Dialogue of a Cultural Residency
Our collaboration with The Millenium Park Foundation explored the digital narrative of two wildly distinct artists exhibiting their textured practices within the Boeing Gallery in Chicago, IL. Documentation led by Dayson Roa, aligned varied threads between Christine Tarkowski and Edra Soto through their visual export and internal commitment to their craft.
Christine Tarkowski’s work in the South Gallery, is as extravagantly conjured as its title, taken from the 18th century British astronomer William Herschel, "When we call the Earth by way of distinction a planet and the Moon a satellite, we should consider whether we do not, in a certain sense, mistake the matter. Perhaps- and not unlikely - the Moon is the planet and the Earth the satellite! Are we not a larger moon to the Moon, than she is to us?" The startling presence of candy-colored cast glass boulders suspended above and about earthbound aggregate boulders, evokes a very strange, yet elemental landscape – which is ironically, very similar to our own environment, both natural and built. The installation, set down in the midst of the highly manicured, artificial garden of Millennium Park seems a gentle critique of what we do in cities when we build, exploit and re-present natural forms.

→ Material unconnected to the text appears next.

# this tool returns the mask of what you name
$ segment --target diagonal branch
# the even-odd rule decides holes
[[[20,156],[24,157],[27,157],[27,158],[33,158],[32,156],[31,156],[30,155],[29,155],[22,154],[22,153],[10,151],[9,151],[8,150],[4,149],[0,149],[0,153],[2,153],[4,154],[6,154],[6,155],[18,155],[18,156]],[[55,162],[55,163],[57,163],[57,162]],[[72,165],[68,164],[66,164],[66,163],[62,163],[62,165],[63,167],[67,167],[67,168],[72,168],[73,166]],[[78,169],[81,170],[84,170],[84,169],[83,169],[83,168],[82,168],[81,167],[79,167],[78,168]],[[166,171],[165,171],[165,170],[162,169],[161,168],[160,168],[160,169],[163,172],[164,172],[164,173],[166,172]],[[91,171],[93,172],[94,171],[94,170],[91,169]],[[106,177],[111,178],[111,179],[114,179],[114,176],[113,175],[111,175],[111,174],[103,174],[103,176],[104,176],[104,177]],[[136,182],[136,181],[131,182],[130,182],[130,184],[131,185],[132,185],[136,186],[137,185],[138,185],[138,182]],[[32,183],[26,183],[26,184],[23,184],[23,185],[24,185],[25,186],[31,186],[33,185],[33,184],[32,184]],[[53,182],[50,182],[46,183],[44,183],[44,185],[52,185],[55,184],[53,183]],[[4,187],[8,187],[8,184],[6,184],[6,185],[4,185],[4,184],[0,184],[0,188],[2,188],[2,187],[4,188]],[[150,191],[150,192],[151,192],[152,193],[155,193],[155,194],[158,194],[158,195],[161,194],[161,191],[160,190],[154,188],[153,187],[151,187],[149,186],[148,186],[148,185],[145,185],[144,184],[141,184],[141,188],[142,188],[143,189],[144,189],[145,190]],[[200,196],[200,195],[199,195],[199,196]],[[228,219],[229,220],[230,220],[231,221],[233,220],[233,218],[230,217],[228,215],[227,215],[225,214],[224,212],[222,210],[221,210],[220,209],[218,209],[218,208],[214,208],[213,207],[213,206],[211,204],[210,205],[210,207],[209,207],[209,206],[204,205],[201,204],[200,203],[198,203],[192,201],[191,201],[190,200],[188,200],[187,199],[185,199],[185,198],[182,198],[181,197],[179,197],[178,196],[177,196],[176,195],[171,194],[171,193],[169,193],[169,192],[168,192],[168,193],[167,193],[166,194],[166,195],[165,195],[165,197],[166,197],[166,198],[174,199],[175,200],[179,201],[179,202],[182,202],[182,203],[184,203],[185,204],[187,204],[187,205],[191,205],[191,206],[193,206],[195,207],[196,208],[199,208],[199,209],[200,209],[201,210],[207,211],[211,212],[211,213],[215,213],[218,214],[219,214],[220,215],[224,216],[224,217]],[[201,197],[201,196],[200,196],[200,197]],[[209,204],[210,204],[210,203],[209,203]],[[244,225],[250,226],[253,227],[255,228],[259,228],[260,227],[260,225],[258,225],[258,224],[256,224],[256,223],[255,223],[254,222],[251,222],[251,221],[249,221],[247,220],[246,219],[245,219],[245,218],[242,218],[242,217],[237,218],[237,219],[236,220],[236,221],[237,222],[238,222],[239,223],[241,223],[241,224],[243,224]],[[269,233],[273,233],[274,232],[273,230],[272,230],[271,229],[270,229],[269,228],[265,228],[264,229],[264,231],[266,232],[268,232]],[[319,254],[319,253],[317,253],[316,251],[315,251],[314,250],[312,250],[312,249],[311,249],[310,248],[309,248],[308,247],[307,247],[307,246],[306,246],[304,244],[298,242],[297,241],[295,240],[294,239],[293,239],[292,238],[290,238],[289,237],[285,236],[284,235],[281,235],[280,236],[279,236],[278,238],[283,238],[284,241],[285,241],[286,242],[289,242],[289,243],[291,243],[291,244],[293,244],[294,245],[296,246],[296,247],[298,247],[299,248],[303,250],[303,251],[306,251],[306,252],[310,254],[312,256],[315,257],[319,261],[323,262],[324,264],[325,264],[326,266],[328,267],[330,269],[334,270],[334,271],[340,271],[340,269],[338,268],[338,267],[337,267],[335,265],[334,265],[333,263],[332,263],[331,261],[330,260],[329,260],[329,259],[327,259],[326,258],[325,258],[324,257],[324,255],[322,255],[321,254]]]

Christine Tarkowski is a Chicago based artist who works in a variety of mediums including sculpture, printed matter, photography and song. Her works range in scale from the ordinary to the monumental. Equally variable is her scope of production which incorporates the making of permanent architectural structures, cast models, textile yardage and temporary printed ephemera. Many of her recent works point toward the flotsam of western culture relative to systems of democracy, religion and capitalism. Those systems often intersect with or concern themes of conversion, salvation, and belief and are malleable systems relative to a believer’s desires.
Edra Soto (b. Puerto Rico) is an interdisciplinary artist, educator, curator, and co-director of the outdoor project space THE FRANKLIN. She is invested in creating and providing visual and educational models propelled by empathy and generosity. Her recent projects, which are motivated by civic and social actions, focus on fostering relationships with a wide range of communities.
Screenhouse, in the north Boeing Gallery, a 10-foot high pavilion-like structure constructed from approximately 400 charcoal hued, 12-inch cast concrete blocks, stems from an ongoing series that explores symbolic transplants of iron grills and decorative concrete screen blocks found throughout the Caribbean and the American South. These decorative screens, known as rejas and quiebrasoles, are ubiquitous in Soto’s birthplace in Puerto Rico. They provide homes with security and shade; yet admit breezes that cool interior living spaces. The designs of these screen forms can be found in almost infinite variety, and likely came to have their present form through sources in West African and European ornamental traditions. In Screenhouse, Soto transforms the quiebrasol form from a planar screen that divides public from private into a nearly fully enclosed, free standing structure that functions as both a sculptural object and a social gathering place.